Start your new way of life by cutting out unhealthy food choices little by little. Please, do not try to cut everything out all at once. People who do this tend to fail. You will be more successful if you gradually eliminate (or minimize) your unhealthy food choices. Start with something small: increase water intake and decrease the number of sugary drinks (juice, pop, sports drinks) you consume per day. Again, it’s probably not a good idea to eliminate all your consumption all at once. Take it slow. But do keep in mind that our bodies are made of approximately 73% water. To maintain this well-oiled machine and to make it stronger we must fuel it with plenty of water. Start by drinking half of your body weight in ounces. As you decrease other beverage choices, increase water intake. You may find that adding lemon or fruit to your water makes it more bearable to drink at first if you’re unaccustomed to drinking mainly water.

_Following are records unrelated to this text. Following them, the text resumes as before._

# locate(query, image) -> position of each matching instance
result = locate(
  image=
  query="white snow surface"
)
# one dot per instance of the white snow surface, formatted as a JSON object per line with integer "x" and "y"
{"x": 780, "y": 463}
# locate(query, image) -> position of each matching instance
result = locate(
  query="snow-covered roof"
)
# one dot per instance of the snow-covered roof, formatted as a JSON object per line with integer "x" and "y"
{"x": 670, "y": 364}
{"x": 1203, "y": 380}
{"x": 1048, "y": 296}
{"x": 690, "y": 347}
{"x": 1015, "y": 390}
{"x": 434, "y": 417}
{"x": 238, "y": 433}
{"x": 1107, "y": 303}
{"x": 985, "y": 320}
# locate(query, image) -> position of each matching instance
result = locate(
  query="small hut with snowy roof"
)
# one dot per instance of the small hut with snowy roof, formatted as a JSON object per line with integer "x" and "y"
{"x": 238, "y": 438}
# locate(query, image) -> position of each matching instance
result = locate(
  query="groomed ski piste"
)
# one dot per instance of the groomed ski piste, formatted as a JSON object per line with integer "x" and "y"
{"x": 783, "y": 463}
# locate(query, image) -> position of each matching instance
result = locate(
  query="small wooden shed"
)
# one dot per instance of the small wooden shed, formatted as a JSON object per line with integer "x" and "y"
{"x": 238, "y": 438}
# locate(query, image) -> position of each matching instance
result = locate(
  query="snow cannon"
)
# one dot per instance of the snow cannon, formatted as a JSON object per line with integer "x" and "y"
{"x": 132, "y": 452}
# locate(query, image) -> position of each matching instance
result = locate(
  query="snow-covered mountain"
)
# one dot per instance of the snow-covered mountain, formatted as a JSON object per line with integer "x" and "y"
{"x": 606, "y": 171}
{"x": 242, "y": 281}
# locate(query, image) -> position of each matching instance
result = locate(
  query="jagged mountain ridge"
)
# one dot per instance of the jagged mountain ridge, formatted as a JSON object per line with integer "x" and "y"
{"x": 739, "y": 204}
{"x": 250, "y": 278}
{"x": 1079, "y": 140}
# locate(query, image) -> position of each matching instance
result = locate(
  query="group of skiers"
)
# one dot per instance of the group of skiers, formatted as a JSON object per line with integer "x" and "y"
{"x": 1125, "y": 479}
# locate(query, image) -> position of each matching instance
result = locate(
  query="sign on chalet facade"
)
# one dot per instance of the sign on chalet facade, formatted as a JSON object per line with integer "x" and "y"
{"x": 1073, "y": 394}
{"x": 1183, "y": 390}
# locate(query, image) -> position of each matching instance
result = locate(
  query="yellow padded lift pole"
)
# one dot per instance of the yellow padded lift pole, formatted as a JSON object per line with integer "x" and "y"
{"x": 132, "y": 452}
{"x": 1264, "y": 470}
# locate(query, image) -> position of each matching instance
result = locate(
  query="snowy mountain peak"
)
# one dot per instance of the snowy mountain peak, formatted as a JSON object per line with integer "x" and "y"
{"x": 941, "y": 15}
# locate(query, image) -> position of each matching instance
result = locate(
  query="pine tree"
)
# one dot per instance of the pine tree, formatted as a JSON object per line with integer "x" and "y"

Secondly, make a schedule: what do you have to accomplish on a daily basis, and when is your largest block of available time? If you’re able to, get a gym membership and go to the gym during that time block. Join a class, work with a trainer, or navigate the equipment solo or with a friend. If you are someone who is unable to make it to a gym due to time or responsibility constraints, get your home set-up for body-weight or light-weight physical activity. Working out at home is much easier when you’re a new mom than working out at a gym. You will find that you can exercise in between chores, breastfeeding, or during television commercials. Baby will be content sleeping in his crib or strapped to your chest while you workout. This may even provide yet another cherished bonding experience between you and your little. But if you’re not ready to start in-home exercise, begin with daily outdoor walks or jogs with the baby. Not only will your little one become conditioned to various outdoor elements, but you’ll become stronger, more aerobically fit, and you may even have some fun. Remember, working out doesn’t have to be monotonous. It is what you make it. Turn your daily walks into interval training by pushing the stroller at different speeds. You will get a better workout this way, and you will certainly enjoy your active walk with baby.
You will find that even if you begin your training with virtually no knowledge of working out, you will become more comfortable with what you are doing and that comfortability will push you to try new things. You’ll want to know more, and you’ll want to do more. Researching basic exercises and perfecting them will become a fun test to see how far you can push your perceived limits. Do remember though, if you were one of us new moms who experienced diastasis recti, you must start small. With diastasis recti, you do have the potential to tear those abdominal muscles further if you don’t give them time to heal. You will be able to tell what is too much for your body based on your level of pain (not soreness). There are certainly limits to working out after having a baby, and there’s no right prescription to training for everyone. We are all different, and our bodies will adapt differently. The key, however, is to start slow and stay consistent.